TRIBUNNEWS.COM - Korea Selatan (Korsel) mulai bergerak lebih jauh dalam ambisinya membangun kapal selam bertenaga nuklir dengan membuka pembicaraan langsung bersama Amerika Serikat di Seoul pekan depan.
Di tengah meningkatnya ancaman Korea Utara (Korut) dan rivalitas militer dengan China, proyek tersebut kini berubah dari sekadar wacana pertahanan menjadi agenda geopolitik utama Asia Timur.
Dilansir Al Mayadeen, Seoul dan Washington akan menggelar pembicaraan keamanan serta ekonomi tingkat tinggi pada 2-3 Juni 2026.
Pertemuan itu mempertemukan pejabat senior bidang pertahanan, luar negeri, energi nuklir, industri strategis, hingga keamanan nasional dari kedua negara.
Delegasi Amerika Serikat dipimpin Wakil Menteri Luar Negeri Allison Hooker, sementara Korea Selatan menunjuk Wakil Menteri Luar Negeri Pertama Park Yoon-joo sebagai kepala delegasi.
Yonhap melaporkan agenda pembahasan diperkirakan mencakup proyek paling sensitif Korea Selatan selama bertahun-tahun, yakni pembangunan kapal selam bertenaga nuklir pertama mereka.
Selain itu, Seoul ingin membahas hak pengayaan uranium dan pengolahan ulang bahan bakar nuklir bekas untuk kebutuhan sipil.
Permintaan tersebut sangat sensitif karena menyangkut pembatasan teknologi nuklir yang selama ini diawasi ketat Washington terhadap sekutunya.

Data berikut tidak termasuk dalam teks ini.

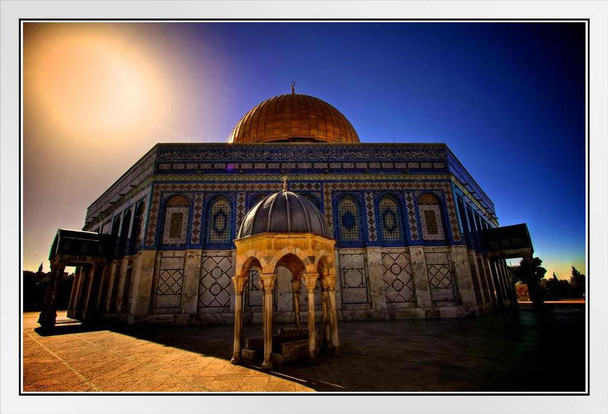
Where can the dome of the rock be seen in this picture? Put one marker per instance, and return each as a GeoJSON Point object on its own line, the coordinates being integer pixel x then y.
{"type": "Point", "coordinates": [284, 212]}
{"type": "Point", "coordinates": [293, 117]}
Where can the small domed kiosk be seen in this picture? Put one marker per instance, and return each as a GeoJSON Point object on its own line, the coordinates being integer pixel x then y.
{"type": "Point", "coordinates": [286, 230]}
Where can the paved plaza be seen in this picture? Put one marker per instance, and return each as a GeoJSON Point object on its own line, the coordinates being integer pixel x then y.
{"type": "Point", "coordinates": [514, 353]}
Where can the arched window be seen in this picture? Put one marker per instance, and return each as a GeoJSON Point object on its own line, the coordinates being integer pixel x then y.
{"type": "Point", "coordinates": [349, 225]}
{"type": "Point", "coordinates": [390, 219]}
{"type": "Point", "coordinates": [177, 210]}
{"type": "Point", "coordinates": [430, 217]}
{"type": "Point", "coordinates": [219, 220]}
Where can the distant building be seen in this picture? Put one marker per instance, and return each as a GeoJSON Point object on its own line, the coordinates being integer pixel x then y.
{"type": "Point", "coordinates": [407, 221]}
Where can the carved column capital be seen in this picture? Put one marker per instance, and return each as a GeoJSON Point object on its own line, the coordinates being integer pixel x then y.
{"type": "Point", "coordinates": [296, 285]}
{"type": "Point", "coordinates": [329, 283]}
{"type": "Point", "coordinates": [239, 284]}
{"type": "Point", "coordinates": [267, 280]}
{"type": "Point", "coordinates": [311, 281]}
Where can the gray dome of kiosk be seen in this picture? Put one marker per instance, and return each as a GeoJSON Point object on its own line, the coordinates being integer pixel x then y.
{"type": "Point", "coordinates": [284, 212]}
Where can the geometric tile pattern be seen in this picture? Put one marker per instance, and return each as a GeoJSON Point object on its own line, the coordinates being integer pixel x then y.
{"type": "Point", "coordinates": [449, 201]}
{"type": "Point", "coordinates": [439, 276]}
{"type": "Point", "coordinates": [397, 276]}
{"type": "Point", "coordinates": [215, 282]}
{"type": "Point", "coordinates": [433, 229]}
{"type": "Point", "coordinates": [348, 214]}
{"type": "Point", "coordinates": [187, 188]}
{"type": "Point", "coordinates": [411, 215]}
{"type": "Point", "coordinates": [197, 219]}
{"type": "Point", "coordinates": [371, 217]}
{"type": "Point", "coordinates": [218, 226]}
{"type": "Point", "coordinates": [175, 216]}
{"type": "Point", "coordinates": [170, 283]}
{"type": "Point", "coordinates": [240, 208]}
{"type": "Point", "coordinates": [390, 223]}
{"type": "Point", "coordinates": [353, 278]}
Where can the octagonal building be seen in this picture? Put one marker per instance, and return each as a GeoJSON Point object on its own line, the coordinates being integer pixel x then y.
{"type": "Point", "coordinates": [407, 221]}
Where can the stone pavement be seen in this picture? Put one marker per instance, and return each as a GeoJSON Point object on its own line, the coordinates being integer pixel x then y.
{"type": "Point", "coordinates": [486, 354]}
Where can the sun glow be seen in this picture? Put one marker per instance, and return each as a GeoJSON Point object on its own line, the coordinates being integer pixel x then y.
{"type": "Point", "coordinates": [87, 81]}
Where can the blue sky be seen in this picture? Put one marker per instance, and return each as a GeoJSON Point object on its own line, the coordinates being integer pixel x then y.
{"type": "Point", "coordinates": [507, 98]}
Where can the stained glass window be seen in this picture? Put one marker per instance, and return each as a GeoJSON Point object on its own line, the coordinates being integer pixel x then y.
{"type": "Point", "coordinates": [390, 220]}
{"type": "Point", "coordinates": [218, 230]}
{"type": "Point", "coordinates": [348, 220]}
{"type": "Point", "coordinates": [177, 210]}
{"type": "Point", "coordinates": [430, 217]}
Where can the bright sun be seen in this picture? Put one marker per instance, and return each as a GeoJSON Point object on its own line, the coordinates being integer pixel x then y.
{"type": "Point", "coordinates": [87, 81]}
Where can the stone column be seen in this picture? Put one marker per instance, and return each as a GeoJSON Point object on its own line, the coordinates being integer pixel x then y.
{"type": "Point", "coordinates": [421, 280]}
{"type": "Point", "coordinates": [268, 281]}
{"type": "Point", "coordinates": [239, 284]}
{"type": "Point", "coordinates": [192, 271]}
{"type": "Point", "coordinates": [311, 281]}
{"type": "Point", "coordinates": [376, 281]}
{"type": "Point", "coordinates": [102, 286]}
{"type": "Point", "coordinates": [488, 277]}
{"type": "Point", "coordinates": [463, 275]}
{"type": "Point", "coordinates": [48, 315]}
{"type": "Point", "coordinates": [333, 312]}
{"type": "Point", "coordinates": [497, 285]}
{"type": "Point", "coordinates": [73, 306]}
{"type": "Point", "coordinates": [326, 315]}
{"type": "Point", "coordinates": [111, 293]}
{"type": "Point", "coordinates": [73, 293]}
{"type": "Point", "coordinates": [81, 294]}
{"type": "Point", "coordinates": [296, 286]}
{"type": "Point", "coordinates": [141, 282]}
{"type": "Point", "coordinates": [89, 297]}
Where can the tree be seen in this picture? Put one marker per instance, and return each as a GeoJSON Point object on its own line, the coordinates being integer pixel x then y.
{"type": "Point", "coordinates": [532, 276]}
{"type": "Point", "coordinates": [577, 283]}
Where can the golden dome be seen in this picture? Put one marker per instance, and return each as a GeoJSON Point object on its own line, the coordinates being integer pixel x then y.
{"type": "Point", "coordinates": [293, 117]}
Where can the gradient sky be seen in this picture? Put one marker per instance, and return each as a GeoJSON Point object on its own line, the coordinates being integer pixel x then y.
{"type": "Point", "coordinates": [507, 98]}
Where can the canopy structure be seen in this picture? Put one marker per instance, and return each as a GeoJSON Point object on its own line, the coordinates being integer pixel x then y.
{"type": "Point", "coordinates": [308, 256]}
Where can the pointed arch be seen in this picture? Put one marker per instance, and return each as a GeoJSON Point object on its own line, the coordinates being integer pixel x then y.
{"type": "Point", "coordinates": [219, 222]}
{"type": "Point", "coordinates": [390, 219]}
{"type": "Point", "coordinates": [431, 217]}
{"type": "Point", "coordinates": [348, 220]}
{"type": "Point", "coordinates": [176, 215]}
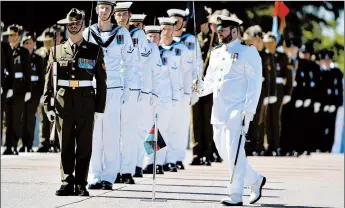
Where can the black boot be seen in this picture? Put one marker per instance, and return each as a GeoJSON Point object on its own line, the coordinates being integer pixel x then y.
{"type": "Point", "coordinates": [127, 178]}
{"type": "Point", "coordinates": [81, 191]}
{"type": "Point", "coordinates": [138, 172]}
{"type": "Point", "coordinates": [65, 190]}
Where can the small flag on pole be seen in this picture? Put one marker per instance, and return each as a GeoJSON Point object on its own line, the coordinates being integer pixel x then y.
{"type": "Point", "coordinates": [149, 141]}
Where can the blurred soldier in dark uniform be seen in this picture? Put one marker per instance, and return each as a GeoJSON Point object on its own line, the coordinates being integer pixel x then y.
{"type": "Point", "coordinates": [201, 128]}
{"type": "Point", "coordinates": [289, 143]}
{"type": "Point", "coordinates": [283, 75]}
{"type": "Point", "coordinates": [6, 75]}
{"type": "Point", "coordinates": [37, 82]}
{"type": "Point", "coordinates": [21, 91]}
{"type": "Point", "coordinates": [254, 35]}
{"type": "Point", "coordinates": [47, 38]}
{"type": "Point", "coordinates": [76, 102]}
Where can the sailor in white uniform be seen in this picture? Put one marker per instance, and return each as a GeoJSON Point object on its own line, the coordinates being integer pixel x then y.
{"type": "Point", "coordinates": [133, 93]}
{"type": "Point", "coordinates": [194, 53]}
{"type": "Point", "coordinates": [118, 57]}
{"type": "Point", "coordinates": [234, 77]}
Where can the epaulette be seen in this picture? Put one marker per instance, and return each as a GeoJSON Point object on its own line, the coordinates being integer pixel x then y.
{"type": "Point", "coordinates": [218, 46]}
{"type": "Point", "coordinates": [244, 43]}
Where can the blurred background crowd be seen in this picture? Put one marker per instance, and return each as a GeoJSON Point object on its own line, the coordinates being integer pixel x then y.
{"type": "Point", "coordinates": [302, 48]}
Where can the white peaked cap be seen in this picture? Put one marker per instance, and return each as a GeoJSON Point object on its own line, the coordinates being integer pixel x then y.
{"type": "Point", "coordinates": [152, 29]}
{"type": "Point", "coordinates": [137, 18]}
{"type": "Point", "coordinates": [176, 12]}
{"type": "Point", "coordinates": [122, 6]}
{"type": "Point", "coordinates": [166, 20]}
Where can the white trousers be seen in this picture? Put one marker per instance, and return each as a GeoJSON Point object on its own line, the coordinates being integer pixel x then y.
{"type": "Point", "coordinates": [105, 158]}
{"type": "Point", "coordinates": [226, 141]}
{"type": "Point", "coordinates": [164, 111]}
{"type": "Point", "coordinates": [129, 136]}
{"type": "Point", "coordinates": [146, 121]}
{"type": "Point", "coordinates": [183, 130]}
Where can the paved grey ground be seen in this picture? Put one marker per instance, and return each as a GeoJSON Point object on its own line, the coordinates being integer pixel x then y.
{"type": "Point", "coordinates": [30, 180]}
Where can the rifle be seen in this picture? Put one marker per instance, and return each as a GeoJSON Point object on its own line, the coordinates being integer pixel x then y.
{"type": "Point", "coordinates": [54, 75]}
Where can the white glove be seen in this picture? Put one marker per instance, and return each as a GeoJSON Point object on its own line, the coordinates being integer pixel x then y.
{"type": "Point", "coordinates": [307, 103]}
{"type": "Point", "coordinates": [27, 96]}
{"type": "Point", "coordinates": [286, 99]}
{"type": "Point", "coordinates": [194, 98]}
{"type": "Point", "coordinates": [317, 107]}
{"type": "Point", "coordinates": [51, 116]}
{"type": "Point", "coordinates": [326, 108]}
{"type": "Point", "coordinates": [272, 99]}
{"type": "Point", "coordinates": [9, 93]}
{"type": "Point", "coordinates": [125, 95]}
{"type": "Point", "coordinates": [98, 116]}
{"type": "Point", "coordinates": [247, 117]}
{"type": "Point", "coordinates": [331, 108]}
{"type": "Point", "coordinates": [298, 103]}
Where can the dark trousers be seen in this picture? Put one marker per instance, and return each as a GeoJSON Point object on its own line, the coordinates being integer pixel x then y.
{"type": "Point", "coordinates": [273, 123]}
{"type": "Point", "coordinates": [75, 135]}
{"type": "Point", "coordinates": [29, 117]}
{"type": "Point", "coordinates": [14, 109]}
{"type": "Point", "coordinates": [202, 132]}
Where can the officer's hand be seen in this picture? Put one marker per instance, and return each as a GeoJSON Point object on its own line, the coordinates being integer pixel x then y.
{"type": "Point", "coordinates": [194, 98]}
{"type": "Point", "coordinates": [307, 103]}
{"type": "Point", "coordinates": [9, 93]}
{"type": "Point", "coordinates": [247, 117]}
{"type": "Point", "coordinates": [51, 116]}
{"type": "Point", "coordinates": [286, 99]}
{"type": "Point", "coordinates": [298, 103]}
{"type": "Point", "coordinates": [27, 96]}
{"type": "Point", "coordinates": [98, 116]}
{"type": "Point", "coordinates": [326, 108]}
{"type": "Point", "coordinates": [317, 107]}
{"type": "Point", "coordinates": [332, 108]}
{"type": "Point", "coordinates": [125, 95]}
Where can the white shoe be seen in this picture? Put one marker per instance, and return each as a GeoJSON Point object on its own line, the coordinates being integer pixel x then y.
{"type": "Point", "coordinates": [232, 200]}
{"type": "Point", "coordinates": [255, 190]}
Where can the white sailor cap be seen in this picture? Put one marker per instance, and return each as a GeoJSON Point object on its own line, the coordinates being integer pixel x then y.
{"type": "Point", "coordinates": [166, 20]}
{"type": "Point", "coordinates": [122, 6]}
{"type": "Point", "coordinates": [152, 29]}
{"type": "Point", "coordinates": [137, 18]}
{"type": "Point", "coordinates": [176, 12]}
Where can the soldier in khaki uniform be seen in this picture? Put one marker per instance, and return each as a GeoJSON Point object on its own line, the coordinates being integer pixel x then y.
{"type": "Point", "coordinates": [37, 82]}
{"type": "Point", "coordinates": [76, 102]}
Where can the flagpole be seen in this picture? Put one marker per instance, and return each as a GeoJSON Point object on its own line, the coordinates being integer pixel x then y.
{"type": "Point", "coordinates": [154, 158]}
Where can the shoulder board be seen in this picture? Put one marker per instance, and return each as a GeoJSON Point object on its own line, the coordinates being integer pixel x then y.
{"type": "Point", "coordinates": [218, 46]}
{"type": "Point", "coordinates": [244, 43]}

Baca juga: Sepakat Kembangkan AI untuk Layanan Publik, Indonesia-Korea Selatan Teken Kerja Sama
Pemerintahan Presiden Korsel, Lee Jae Myung disebut ingin mempercepat revisi perjanjian kerja sama nuklir sipil dengan AS agar proyek kapal selam nuklir dapat berjalan lebih cepat.
Menteri Luar Negeri Korea Selatan, Cho Hyun mengatakan Seoul ingin bergerak cepat dalam proyek strategis tersebut.
“Kami ingin mempercepat kemajuan dalam kapal selam bertenaga nuklir dan kerja sama pembangunan kapal,” kata Cho Hyun seperti dikutip dari Yonhap.
Channel News Asia melaporkan Korea Selatan menargetkan peluncuran kapal selam nuklir pertamanya pada pertengahan 2030-an.
Proyek tersebut diperkirakan memanfaatkan industri galangan kapal dan teknologi nuklir domestik Korea Selatan yang selama ini termasuk paling maju di Asia.
Presiden Lee Jae Myung menyebut kapal selam nuklir sebagai simbol kemandirian pertahanan Seoul di tengah situasi keamanan kawasan yang semakin tidak stabil.